Pure Passion, Pure Motive

In the true sermon there must always be passion. But the passion must be something that is created by no conscious effort. It must come out of what we are declaring, and out of our consciousness of it. Half the sermons today–may I be forgiven if I am cruel–are failing because they lack the note of passion. Our Lord’s testimony concerning John, His forerunner, was this: “He was a burning and a shining light” (Jn. 5:35). It is one thing to shine; it is quite another to burn as well.

There is a tale told of that great English actor, Macready. An eminent preacher once said to him: “I wish you would explain something to me.”

“What is it? I don’t know that I can explain anything to a preacher.”

“What is the reason for the difference between you and me ? You are appearing before crowds night after night with fiction, and the crowds come wherever you go. I am preaching the essential and unchangeable truth, and I am not getting any crowd at all.”

Macready’s answer was this: “That is quite simple. I can tell you the difference between us. I present my fiction as though it were fact; you present your fact as though it were fiction.”

I leave that story right at this point. Of course the question comes, whether a man can preach these things without passion if they are truth to him. I don’t know; I must not sit in judgment on other men. But our theme as preachers of the Word has to do with the glory of life–with the tragedy of sin, and its remedy; I cannot see how anyone can really handle these things until he is handled by them. A man was formerly said to “handle his text.” If he handles his text he cannot preach at all. But when his text handles him, when it grips and masters and possesses him, and in experience he is responsive to the thing he is declaring, having conviction of the supremacy of truth and experience of the power of truth, I think that must create passion.
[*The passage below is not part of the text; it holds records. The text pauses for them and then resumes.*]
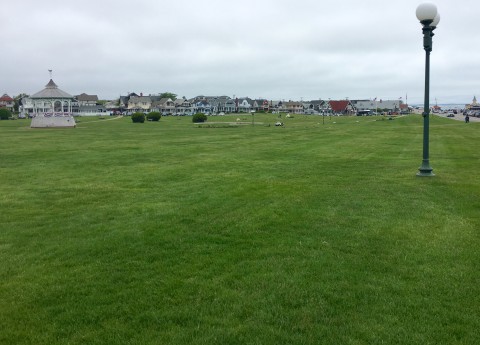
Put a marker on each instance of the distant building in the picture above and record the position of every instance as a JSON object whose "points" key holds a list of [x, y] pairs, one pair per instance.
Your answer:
{"points": [[7, 102], [51, 107]]}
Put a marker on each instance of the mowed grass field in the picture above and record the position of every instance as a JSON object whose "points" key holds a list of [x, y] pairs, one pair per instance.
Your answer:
{"points": [[173, 233]]}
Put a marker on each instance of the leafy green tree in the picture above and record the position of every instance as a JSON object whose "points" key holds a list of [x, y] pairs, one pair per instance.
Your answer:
{"points": [[5, 114], [170, 95]]}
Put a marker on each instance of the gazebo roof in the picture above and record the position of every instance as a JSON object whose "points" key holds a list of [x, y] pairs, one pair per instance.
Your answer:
{"points": [[51, 91]]}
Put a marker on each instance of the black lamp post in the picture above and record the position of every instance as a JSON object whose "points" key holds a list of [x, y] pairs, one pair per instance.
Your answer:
{"points": [[428, 16]]}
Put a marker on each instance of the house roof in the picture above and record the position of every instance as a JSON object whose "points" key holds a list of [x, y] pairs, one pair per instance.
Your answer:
{"points": [[135, 99], [6, 98], [87, 98], [51, 91], [339, 105]]}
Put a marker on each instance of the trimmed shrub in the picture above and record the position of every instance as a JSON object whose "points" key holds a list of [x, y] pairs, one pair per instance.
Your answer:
{"points": [[138, 117], [154, 116], [199, 118], [5, 114]]}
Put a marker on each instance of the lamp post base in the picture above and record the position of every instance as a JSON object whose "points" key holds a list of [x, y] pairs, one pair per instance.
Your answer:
{"points": [[425, 170]]}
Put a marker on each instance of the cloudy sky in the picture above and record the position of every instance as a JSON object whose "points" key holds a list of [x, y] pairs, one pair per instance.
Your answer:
{"points": [[275, 49]]}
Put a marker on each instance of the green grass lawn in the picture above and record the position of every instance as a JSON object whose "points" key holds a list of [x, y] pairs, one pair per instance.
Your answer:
{"points": [[173, 233]]}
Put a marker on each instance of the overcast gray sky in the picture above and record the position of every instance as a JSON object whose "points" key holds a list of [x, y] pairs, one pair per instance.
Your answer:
{"points": [[275, 49]]}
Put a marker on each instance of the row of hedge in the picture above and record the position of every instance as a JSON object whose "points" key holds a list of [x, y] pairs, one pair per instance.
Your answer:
{"points": [[155, 116], [140, 117]]}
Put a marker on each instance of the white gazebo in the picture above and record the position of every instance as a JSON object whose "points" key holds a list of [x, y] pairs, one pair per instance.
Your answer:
{"points": [[52, 107]]}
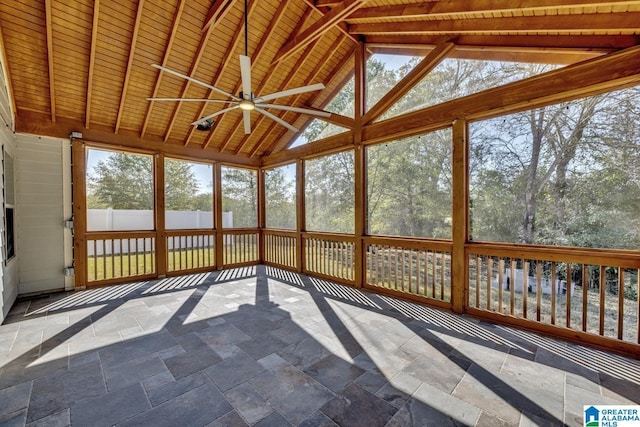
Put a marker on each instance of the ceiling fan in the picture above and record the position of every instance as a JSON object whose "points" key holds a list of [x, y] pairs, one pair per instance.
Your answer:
{"points": [[246, 101]]}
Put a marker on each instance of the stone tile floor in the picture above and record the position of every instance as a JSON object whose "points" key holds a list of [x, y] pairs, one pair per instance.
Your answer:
{"points": [[264, 347]]}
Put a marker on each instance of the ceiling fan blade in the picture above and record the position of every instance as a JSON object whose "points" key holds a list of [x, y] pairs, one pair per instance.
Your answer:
{"points": [[277, 119], [217, 113], [289, 92], [229, 101], [245, 71], [295, 109], [191, 79], [246, 115]]}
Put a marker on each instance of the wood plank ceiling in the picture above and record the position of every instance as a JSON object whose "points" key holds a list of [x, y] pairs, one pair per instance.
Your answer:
{"points": [[85, 64]]}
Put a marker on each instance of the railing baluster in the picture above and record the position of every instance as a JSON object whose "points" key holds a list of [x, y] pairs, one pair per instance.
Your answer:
{"points": [[553, 292], [620, 302]]}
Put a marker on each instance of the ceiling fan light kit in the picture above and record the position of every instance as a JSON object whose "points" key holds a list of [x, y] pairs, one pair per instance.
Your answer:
{"points": [[246, 101]]}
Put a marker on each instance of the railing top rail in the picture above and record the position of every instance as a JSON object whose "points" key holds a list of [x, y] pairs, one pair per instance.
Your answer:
{"points": [[321, 235], [280, 232], [240, 231], [409, 242], [191, 232], [110, 235], [608, 257]]}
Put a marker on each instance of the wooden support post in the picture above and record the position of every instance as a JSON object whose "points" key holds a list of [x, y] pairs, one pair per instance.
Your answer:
{"points": [[159, 212], [300, 216], [217, 208], [360, 179], [261, 214], [79, 176], [459, 215]]}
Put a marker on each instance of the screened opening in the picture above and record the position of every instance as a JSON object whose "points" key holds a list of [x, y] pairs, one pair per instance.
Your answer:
{"points": [[563, 175], [280, 197], [188, 192], [239, 197], [409, 186], [329, 193], [119, 190]]}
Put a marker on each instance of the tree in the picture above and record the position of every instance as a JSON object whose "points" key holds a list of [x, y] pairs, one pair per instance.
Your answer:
{"points": [[240, 195], [125, 181]]}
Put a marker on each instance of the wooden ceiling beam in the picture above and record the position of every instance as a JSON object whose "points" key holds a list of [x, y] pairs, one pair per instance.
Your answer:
{"points": [[409, 81], [204, 39], [342, 26], [312, 76], [598, 75], [443, 9], [40, 124], [518, 43], [167, 51], [337, 87], [257, 55], [92, 62], [127, 75], [556, 24], [228, 57], [258, 89], [292, 74], [318, 28], [52, 80], [218, 8]]}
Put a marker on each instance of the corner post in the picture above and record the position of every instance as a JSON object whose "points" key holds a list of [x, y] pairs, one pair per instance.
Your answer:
{"points": [[460, 216]]}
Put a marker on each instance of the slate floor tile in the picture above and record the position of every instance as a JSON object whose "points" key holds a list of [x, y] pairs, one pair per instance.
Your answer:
{"points": [[357, 407], [334, 373], [190, 362], [111, 408], [248, 403], [233, 371], [199, 406]]}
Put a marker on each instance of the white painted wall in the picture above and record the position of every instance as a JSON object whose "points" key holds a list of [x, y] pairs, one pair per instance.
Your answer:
{"points": [[8, 270], [42, 194]]}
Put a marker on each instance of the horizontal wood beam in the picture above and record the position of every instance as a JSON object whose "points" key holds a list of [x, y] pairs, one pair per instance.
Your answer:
{"points": [[412, 78], [589, 77], [40, 124], [443, 9], [556, 24], [518, 43], [332, 144], [318, 28]]}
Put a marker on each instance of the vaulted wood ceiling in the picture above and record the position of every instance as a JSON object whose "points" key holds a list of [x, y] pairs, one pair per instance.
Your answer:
{"points": [[86, 64]]}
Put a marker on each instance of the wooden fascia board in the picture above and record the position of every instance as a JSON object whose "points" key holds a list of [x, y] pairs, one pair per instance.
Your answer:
{"points": [[555, 24], [92, 61], [471, 8], [127, 75], [409, 81], [318, 28], [52, 80], [586, 78], [40, 124], [165, 58]]}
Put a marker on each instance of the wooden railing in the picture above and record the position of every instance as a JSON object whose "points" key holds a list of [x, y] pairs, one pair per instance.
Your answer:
{"points": [[280, 248], [329, 255], [589, 294], [113, 256], [189, 251], [416, 268], [240, 247]]}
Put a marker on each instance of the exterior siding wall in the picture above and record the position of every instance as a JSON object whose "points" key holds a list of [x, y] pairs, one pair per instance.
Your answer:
{"points": [[41, 212]]}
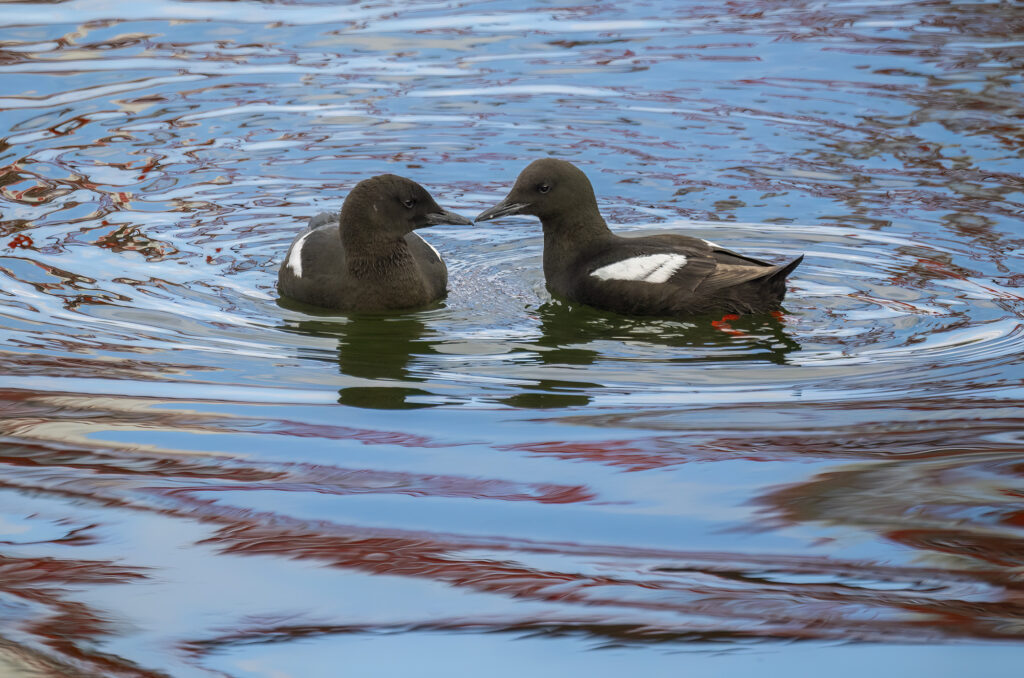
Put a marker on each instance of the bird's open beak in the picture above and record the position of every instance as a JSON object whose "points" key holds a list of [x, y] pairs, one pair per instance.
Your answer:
{"points": [[501, 209], [434, 218]]}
I am not arguing for mere excitement. Painted fire never burns, and an imitated enthusiasm is the most empty thing that can possibly exist in a preacher. Given the preacher with a message from the whole Bible, seeing its bearing on life at any point, I cannot personally understand that man not being swept sometimes right out of himself by the fire and the force and the fervor of his work…

The preacher should never address a crowd without remembering that his ultimate citadel is the citadel of the human will. He may travel along the line of the emotions, but he is after the will. He may approach along the line of the intellect, but he is after the will. When preaching becomes merely discussion in the realm of the intellect, or–forgive my use of the word–fooling in the realm of the emotions, and when preaching ends in the intellectual or emotional, it fails. It is successful only when it is able to storm the will, under the will of God. The preacher comes with good news; but he does not come with something to be trifled with. His message has an insistent demand, because he comes on behalf of a King.